RALEIGH — Robert Lee Adams Reaves, a former pastor who called himself "the bishop," was found guilty Friday of the first-degree murder of an N.C. Central University student.
Latrese Curtis, the 21-year-old student, was found stabbed, bloodied and lifeless on the edge of Interstate 540 in January 2008.
Her family wept Friday after a Wake County jury returned the verdict.
Sherman Jones, the victim's father, said the two-week trial tried his emotions. As he sat in the courtroom, he relived the horrible day when he found out his 21-year-old daughter was dead. He could not eat or sleep. Now, he hopes, there will be some solace in a verdict.
"There's no more waiting, no more wondering," Jones told reporters outside the courtroom Friday. "Maybe now, we can go on with our lives. ... This man, he's a predator. ... He was tried for one murder, but he killed three or four of us. He killed our daughter, he killed me, my wife and he killed himself."
Judge Don Stephens sentenced Reaves to life in prison without parole.
Defense lawyers said they plan to appeal.
"I'm disappointed in the verdict," said George Kelly, a defense attorney who tried to plant a seed of doubt in jurors' minds. "But this case has more aspects to it than any other case I've tried. ... There is evidence in this case in which a jury could go either way."
Prosecutors contended that Reaves killed Curtis in a jealous rage. They argued that Reaves fatally stabbed Curtis after his housemate, Steve Randolph, a college student who was struggling financially, rebuffed his sexual advances.
Curtis, a newlywed, was having an extramarital affair with Randolph, a former N.C. Central University basketball player. Curtis and Randolph had a sexual liaison on Jan. 29, 2008, at the home shared by Randolph, Reaves and Reaves' sister.
Prosecutors argued that Reaves followed Curtis from his home that night, forced her car off the road and stabbed her dozens of times before leaving her body under the Rolesville exit sign on I-540.
Depicted as predator
Throughout the trial, prosecutors tried to portray Reaves as a predator who approached young men at shopping malls and tried to lure them into sexual encounters with him by offering them internships or housing at little or no rent.
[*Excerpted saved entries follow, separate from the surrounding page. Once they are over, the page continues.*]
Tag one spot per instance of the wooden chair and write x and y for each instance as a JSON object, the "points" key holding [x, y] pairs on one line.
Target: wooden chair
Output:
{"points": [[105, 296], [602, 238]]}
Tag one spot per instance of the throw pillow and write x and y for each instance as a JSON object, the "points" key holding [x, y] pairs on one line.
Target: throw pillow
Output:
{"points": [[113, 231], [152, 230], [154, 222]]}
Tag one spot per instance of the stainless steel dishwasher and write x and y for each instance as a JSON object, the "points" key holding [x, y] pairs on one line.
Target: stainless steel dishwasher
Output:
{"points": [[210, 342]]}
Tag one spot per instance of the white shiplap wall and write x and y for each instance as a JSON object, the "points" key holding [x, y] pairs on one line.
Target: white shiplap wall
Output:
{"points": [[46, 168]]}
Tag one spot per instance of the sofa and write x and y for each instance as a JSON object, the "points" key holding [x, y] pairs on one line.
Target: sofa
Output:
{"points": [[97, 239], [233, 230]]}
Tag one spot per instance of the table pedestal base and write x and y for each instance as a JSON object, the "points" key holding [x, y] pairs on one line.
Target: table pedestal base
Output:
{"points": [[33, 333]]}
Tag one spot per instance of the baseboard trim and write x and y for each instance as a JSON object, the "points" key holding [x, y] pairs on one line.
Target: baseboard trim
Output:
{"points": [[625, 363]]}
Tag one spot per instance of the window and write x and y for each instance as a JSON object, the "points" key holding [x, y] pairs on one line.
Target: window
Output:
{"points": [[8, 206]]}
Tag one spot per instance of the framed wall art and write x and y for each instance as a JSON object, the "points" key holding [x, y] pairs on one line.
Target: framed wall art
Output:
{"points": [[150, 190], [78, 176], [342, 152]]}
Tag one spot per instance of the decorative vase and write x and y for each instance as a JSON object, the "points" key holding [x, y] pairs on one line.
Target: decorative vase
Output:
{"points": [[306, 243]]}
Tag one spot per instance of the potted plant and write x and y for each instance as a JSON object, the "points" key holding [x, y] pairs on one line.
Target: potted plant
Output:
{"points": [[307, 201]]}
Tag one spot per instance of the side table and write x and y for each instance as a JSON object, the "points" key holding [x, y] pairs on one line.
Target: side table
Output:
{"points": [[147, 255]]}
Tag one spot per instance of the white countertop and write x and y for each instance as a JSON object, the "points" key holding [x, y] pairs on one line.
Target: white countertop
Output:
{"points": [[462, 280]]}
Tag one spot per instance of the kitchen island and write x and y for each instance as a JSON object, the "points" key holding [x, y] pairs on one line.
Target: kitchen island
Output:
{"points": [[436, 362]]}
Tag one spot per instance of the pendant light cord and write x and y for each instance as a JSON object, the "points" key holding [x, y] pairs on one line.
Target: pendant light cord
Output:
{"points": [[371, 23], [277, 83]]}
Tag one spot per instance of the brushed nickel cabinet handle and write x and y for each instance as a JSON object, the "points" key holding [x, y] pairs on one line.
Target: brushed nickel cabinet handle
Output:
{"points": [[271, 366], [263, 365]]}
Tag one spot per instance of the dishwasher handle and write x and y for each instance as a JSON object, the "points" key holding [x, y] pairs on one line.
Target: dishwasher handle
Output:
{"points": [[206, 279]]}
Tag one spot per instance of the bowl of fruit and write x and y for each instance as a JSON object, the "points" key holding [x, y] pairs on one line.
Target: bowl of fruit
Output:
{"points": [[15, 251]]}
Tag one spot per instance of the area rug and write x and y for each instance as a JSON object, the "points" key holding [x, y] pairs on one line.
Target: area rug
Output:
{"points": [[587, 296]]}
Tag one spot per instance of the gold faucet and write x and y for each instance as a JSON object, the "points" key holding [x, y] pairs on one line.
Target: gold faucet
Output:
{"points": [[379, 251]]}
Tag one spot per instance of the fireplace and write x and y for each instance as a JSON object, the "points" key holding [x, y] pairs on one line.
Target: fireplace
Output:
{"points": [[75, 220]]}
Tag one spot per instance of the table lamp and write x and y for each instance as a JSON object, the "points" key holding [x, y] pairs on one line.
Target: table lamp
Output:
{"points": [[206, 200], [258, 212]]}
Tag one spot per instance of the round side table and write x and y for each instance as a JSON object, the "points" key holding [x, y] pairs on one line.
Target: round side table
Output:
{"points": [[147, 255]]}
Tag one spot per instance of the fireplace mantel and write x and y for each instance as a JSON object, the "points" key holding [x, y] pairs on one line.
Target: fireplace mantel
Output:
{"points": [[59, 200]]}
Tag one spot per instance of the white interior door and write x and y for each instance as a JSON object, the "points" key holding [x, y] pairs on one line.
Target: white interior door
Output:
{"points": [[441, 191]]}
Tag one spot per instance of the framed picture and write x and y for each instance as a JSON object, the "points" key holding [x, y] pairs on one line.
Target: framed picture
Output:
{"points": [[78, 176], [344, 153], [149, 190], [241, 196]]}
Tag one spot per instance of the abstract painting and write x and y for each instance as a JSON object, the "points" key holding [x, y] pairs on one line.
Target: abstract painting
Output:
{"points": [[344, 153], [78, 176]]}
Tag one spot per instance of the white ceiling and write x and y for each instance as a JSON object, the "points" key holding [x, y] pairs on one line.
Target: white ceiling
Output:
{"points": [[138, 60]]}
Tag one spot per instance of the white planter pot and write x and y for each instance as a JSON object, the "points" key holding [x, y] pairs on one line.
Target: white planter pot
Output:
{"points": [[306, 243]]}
On Friday, before sentencing, Assistant District Attorney Howard Cummings told the judge of other incidents the prosecutor's office had learned about but could not introduce during trial. Investigators recovered a wallet in Reaves' home that had been taken from a man that he had made sexual advances toward in an adult bookstore on Capital Boulevard. In South Carolina, Cummings said, Reaves had forced a young man to have sex with him at knifepoint, but the victim in that case did not want to testify.
Prosecutors said Reaves thought Curtis was an obstacle to a sexual relationship he hoped to spark with Randolph. They portrayed him as a man who secretly stalked Randolph and his close friends, placing threatening and ominous phone calls to them and going so far as to slash the tires on their cars.
'Wrong man' argument
The defense team, in closing arguments Wednesday, tried to persuade the jury that Wake investigators nabbed the wrong man -- that Randolph, not Reaves, had motive for the killing. Randolph did not want to worry about the possibility of an unwanted pregnancy with Curtis, defense attorneys said.
"He didn't want to lose his future," said Kelly, a defense lawyer, in his closing arguments.
Kelly also pointed out that Randolph had a knife collection that included a cane sword, but investigators never tested them for blood or DNA evidence. Throughout their closing arguments, Kelly and defense lawyer Margaret Lumsden tried to poke holes in the state's case by questioning whether investigators had used proper procedures and protocols to gather and test evidence.
In the jury room, jurors wrote out a timeline on large sheets of paper taped to the wall. They laid out details about phone calls, car and van sightings, and witness's whereabouts.
"You're talking about putting somebody away for the rest of their lives," said Reymond Lozares, a tool and dye maker from Knightdale who served on the jury.
About 11:30 a.m. Friday, the jury took its first vote. Reaves was guilty of first-degree murder, all agreed.
"When we were in that room, we were happy with our decision," Lozares said. "I know that when every single one of us left that room, we all could sleep at night."